El primer día de la fiesta de los panes Ázimos, los discípulos se acercaron a Jesús y le preguntaron: “¿Dónde quieres que te preparemos la cena de Pascua?” Él respondió: “Vayan a la ciudad, a casa de fulano y díganle: ‘El Maestro dice: Mi hora está ya cerca. Voy a celebrar la Pascua con mis discípulos en tu casa’ ”. Ellos hicieron lo que Jesús les había ordenado y prepararon la cena de Pascua.

Al atardecer, se sentó a la mesa con los Doce, y mientras cenaban, les dijo: “Yo les aseguro que uno de ustedes va a entregarme”. Ellos se pusieron muy tristes y comenzaron a preguntarle uno por uno: “¿Acaso soy yo, Señor?” Él respondió: “El que moja su pan en el mismo plato que yo, ése va a entregarme. Porque el Hijo del hombre va a morir, como está escrito de él; pero ¡ay de aquel por quien el Hijo del hombre va a ser entregado! Más le valiera a ese hombre no haber nacido”. Entonces preguntó Judas, el que lo iba a entregar: “¿Acaso soy yo, Maestro?” Jesús le respondió: “Tú lo has dicho”.

Durante la cena, Jesús tomó un pan y, pronunciada la bendición, lo partió y lo dio a sus discípulos, diciendo: “Tomen y coman. Éste es mi Cuerpo”. Luego tomó en sus manos una copa de vino y, pronunciada la acción de gracias, la pasó a sus discípulos, diciendo: “Beban todos de ella, porque ésta es mi Sangre, Sangre de la nueva alianza, que será derramada por todos, para el perdón de los pecados. Les digo que ya no beberé más del fruto de la vid, hasta el día en que beba con ustedes el vino nuevo en el Reino de mi Padre”.

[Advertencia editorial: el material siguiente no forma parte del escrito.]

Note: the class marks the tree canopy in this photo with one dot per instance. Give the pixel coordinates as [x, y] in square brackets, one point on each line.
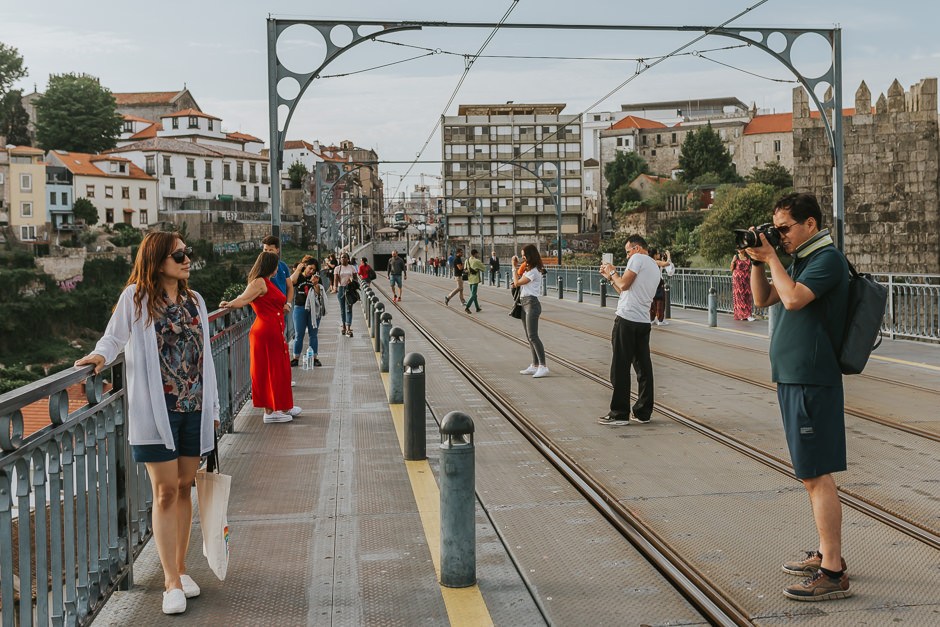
[619, 173]
[77, 114]
[703, 153]
[734, 208]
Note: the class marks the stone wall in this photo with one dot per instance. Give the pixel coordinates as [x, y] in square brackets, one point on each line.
[892, 176]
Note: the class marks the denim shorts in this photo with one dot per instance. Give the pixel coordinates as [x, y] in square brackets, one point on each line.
[187, 436]
[814, 423]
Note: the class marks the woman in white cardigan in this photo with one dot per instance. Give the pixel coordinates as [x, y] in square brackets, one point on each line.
[173, 406]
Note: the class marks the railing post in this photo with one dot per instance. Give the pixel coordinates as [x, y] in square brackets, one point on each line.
[384, 330]
[458, 503]
[396, 355]
[414, 399]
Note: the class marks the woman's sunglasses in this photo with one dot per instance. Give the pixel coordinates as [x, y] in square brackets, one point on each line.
[179, 255]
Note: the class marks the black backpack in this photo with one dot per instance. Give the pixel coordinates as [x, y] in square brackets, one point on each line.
[864, 315]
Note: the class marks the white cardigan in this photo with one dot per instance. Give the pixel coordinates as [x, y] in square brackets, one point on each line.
[148, 421]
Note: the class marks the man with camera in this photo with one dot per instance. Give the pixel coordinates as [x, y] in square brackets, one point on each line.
[804, 349]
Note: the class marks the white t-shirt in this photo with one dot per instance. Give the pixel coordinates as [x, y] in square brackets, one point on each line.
[634, 303]
[534, 286]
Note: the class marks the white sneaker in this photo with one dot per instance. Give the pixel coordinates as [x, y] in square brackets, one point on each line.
[174, 601]
[277, 416]
[190, 588]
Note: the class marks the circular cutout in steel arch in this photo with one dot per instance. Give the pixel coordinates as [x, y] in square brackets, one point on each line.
[300, 48]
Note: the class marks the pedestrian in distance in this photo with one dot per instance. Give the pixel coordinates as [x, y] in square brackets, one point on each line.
[494, 267]
[397, 270]
[804, 362]
[460, 275]
[270, 358]
[302, 280]
[530, 287]
[172, 396]
[630, 337]
[475, 270]
[344, 276]
[316, 309]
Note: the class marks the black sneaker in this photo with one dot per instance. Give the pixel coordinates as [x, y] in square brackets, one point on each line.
[819, 587]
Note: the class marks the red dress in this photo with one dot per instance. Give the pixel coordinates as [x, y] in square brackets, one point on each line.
[270, 362]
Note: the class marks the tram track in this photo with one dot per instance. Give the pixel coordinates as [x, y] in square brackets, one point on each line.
[910, 527]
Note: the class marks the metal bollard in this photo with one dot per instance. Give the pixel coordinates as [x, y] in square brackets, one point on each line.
[396, 353]
[458, 502]
[382, 340]
[414, 399]
[377, 312]
[712, 307]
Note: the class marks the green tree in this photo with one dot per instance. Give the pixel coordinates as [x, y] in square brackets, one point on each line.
[771, 173]
[11, 67]
[84, 210]
[14, 120]
[734, 208]
[702, 153]
[619, 173]
[296, 173]
[77, 114]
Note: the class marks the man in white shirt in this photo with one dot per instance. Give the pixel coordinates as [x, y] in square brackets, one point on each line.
[630, 337]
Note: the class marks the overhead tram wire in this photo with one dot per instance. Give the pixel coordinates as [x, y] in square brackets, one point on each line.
[469, 64]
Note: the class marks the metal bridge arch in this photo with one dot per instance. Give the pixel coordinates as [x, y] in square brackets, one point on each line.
[364, 30]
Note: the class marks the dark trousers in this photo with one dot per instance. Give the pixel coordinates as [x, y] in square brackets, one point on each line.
[631, 344]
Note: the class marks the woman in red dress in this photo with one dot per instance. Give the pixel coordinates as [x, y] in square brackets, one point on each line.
[270, 358]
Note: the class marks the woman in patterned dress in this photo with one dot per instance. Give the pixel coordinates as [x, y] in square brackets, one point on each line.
[270, 359]
[173, 406]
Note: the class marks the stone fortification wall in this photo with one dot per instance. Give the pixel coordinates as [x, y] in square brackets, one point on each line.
[892, 176]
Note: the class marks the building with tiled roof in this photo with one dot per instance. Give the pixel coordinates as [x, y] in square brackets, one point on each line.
[120, 190]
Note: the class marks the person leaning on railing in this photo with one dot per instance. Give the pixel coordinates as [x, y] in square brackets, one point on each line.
[173, 403]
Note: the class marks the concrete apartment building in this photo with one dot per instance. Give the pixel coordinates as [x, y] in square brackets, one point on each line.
[481, 184]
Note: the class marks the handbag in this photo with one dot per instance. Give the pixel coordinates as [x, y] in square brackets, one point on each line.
[212, 491]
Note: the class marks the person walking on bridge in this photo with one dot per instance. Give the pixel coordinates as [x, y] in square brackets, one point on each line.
[630, 337]
[172, 396]
[804, 351]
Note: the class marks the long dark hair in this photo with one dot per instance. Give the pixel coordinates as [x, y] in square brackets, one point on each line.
[265, 266]
[532, 257]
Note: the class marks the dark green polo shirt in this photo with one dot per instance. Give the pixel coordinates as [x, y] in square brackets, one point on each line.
[805, 343]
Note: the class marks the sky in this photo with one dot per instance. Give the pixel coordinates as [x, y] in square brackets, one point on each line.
[218, 49]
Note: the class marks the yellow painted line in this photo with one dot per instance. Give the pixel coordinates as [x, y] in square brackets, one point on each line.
[465, 606]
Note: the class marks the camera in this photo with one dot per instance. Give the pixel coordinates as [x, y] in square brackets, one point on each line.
[744, 238]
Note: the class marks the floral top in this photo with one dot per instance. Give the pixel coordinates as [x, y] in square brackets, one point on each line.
[180, 346]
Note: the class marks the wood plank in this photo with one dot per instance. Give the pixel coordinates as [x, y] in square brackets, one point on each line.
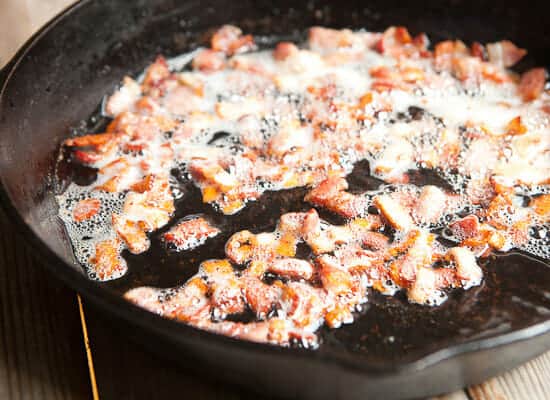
[528, 382]
[118, 362]
[458, 395]
[41, 348]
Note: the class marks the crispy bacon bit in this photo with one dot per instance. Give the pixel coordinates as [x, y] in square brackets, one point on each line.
[532, 84]
[96, 141]
[467, 270]
[541, 205]
[107, 262]
[124, 98]
[504, 53]
[86, 209]
[465, 228]
[394, 213]
[260, 297]
[209, 61]
[329, 39]
[190, 233]
[515, 127]
[424, 289]
[477, 50]
[132, 233]
[230, 40]
[334, 279]
[240, 247]
[331, 195]
[301, 118]
[431, 204]
[292, 268]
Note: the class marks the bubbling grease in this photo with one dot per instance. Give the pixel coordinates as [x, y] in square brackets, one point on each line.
[262, 124]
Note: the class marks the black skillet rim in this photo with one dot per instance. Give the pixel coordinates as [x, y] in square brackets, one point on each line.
[157, 325]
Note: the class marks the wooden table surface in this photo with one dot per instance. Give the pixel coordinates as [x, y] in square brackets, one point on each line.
[42, 341]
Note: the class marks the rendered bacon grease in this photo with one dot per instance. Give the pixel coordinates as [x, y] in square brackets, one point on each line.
[240, 122]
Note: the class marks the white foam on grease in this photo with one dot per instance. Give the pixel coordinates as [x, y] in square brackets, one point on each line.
[85, 235]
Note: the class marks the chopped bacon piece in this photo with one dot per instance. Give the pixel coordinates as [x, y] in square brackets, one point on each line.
[260, 297]
[477, 50]
[225, 288]
[335, 280]
[374, 240]
[132, 233]
[418, 254]
[395, 214]
[303, 304]
[86, 209]
[431, 204]
[208, 61]
[515, 127]
[424, 289]
[330, 194]
[467, 270]
[190, 233]
[240, 247]
[211, 172]
[393, 39]
[96, 140]
[152, 208]
[230, 40]
[465, 228]
[532, 84]
[329, 39]
[504, 53]
[292, 268]
[107, 262]
[124, 98]
[541, 205]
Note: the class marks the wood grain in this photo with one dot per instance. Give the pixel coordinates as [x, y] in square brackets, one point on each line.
[41, 353]
[528, 382]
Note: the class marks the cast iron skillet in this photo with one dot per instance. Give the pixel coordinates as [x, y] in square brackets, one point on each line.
[395, 350]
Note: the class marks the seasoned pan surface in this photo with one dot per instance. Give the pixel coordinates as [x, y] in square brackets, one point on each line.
[395, 349]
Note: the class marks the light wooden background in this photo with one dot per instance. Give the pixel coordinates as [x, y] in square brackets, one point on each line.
[42, 352]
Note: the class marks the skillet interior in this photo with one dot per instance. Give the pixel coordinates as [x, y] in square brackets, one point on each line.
[58, 83]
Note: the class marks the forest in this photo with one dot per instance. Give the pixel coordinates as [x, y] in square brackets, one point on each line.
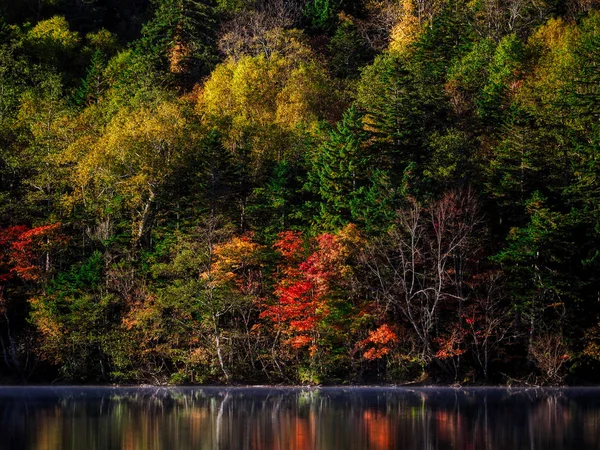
[300, 191]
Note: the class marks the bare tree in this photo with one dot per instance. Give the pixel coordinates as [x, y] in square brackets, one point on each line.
[417, 268]
[246, 32]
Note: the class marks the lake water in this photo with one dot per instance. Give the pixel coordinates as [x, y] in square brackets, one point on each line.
[90, 418]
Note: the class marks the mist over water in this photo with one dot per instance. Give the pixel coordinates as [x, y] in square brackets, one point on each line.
[89, 418]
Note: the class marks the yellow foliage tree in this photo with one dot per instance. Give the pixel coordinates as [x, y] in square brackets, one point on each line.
[129, 160]
[262, 101]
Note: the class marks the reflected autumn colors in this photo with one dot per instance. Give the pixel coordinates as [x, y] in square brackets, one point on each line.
[298, 418]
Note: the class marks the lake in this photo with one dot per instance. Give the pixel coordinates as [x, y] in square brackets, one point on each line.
[86, 418]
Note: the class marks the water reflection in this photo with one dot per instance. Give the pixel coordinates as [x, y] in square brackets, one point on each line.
[298, 419]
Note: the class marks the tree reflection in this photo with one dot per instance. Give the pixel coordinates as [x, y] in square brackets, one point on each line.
[298, 419]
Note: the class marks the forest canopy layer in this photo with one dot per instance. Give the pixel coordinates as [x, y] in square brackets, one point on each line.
[300, 191]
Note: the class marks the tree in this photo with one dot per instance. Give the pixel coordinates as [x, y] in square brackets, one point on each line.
[345, 176]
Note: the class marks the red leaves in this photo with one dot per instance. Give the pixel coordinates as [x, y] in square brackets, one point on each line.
[382, 339]
[22, 250]
[304, 286]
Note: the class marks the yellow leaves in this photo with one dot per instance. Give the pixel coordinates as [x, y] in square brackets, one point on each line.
[235, 261]
[54, 34]
[554, 42]
[407, 30]
[261, 101]
[134, 153]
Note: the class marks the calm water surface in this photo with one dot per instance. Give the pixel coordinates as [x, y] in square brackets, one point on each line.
[51, 418]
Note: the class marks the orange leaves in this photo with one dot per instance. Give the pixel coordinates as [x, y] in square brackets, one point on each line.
[308, 282]
[238, 261]
[381, 341]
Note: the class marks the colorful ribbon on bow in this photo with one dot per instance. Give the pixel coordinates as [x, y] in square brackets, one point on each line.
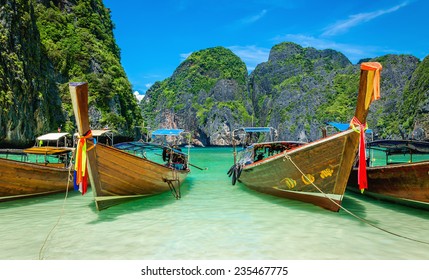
[81, 172]
[362, 178]
[374, 66]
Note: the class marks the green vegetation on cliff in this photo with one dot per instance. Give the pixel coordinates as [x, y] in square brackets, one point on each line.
[79, 41]
[209, 86]
[45, 44]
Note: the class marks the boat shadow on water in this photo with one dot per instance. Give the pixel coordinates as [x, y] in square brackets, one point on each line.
[140, 204]
[350, 204]
[356, 198]
[38, 199]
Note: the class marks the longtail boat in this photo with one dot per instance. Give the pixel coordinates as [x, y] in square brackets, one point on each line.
[397, 171]
[38, 170]
[315, 172]
[117, 175]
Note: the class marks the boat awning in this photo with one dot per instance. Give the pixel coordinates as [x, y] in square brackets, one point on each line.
[52, 136]
[99, 132]
[400, 146]
[257, 129]
[46, 150]
[344, 126]
[167, 132]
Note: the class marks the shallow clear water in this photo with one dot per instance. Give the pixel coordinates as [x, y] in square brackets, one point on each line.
[212, 220]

Después de haber cantado el himno, salieron hacia el monte de los Olivos. Entonces Jesús les dijo: “Todos ustedes se van a escandalizar de mí esta noche, porque está escrito: Heriré al pastor y se dispersarán las ovejas del rebaño. Pero después de que yo resucite, iré delante de ustedes a Galilea”. Entonces Pedro le replicó: “Aunque todos se escandalicen de ti, yo nunca me escandalizaré”. Jesús le dijo: “Yo te aseguro que esta misma noche, antes de que el gallo cante, me habrás negado tres veces”. Pedro le replicó: “Aunque tenga que morir contigo, no te negaré”. Y lo mismo dijeron todos los discípulos.

Entonces Jesús fue con ellos a un lugar llamado Getsemaní y dijo a los discípulos: “Quédense aquí mientras yo voy a orar más allá”. Se llevó consigo a Pedro y a los dos hijos de Zebedeo y comenzó a sentir tristeza y angustia. Entonces les dijo: “Mi alma está llena de una tristeza mortal. Quédense aquí y velen conmigo”. Avanzó unos pasos más, se postró rostro en tierra y comenzó a orar, diciendo: “Padre mío, si es posible, que pase de mí este cáliz; pero que no se haga como yo quiero, sino como quieres tú”.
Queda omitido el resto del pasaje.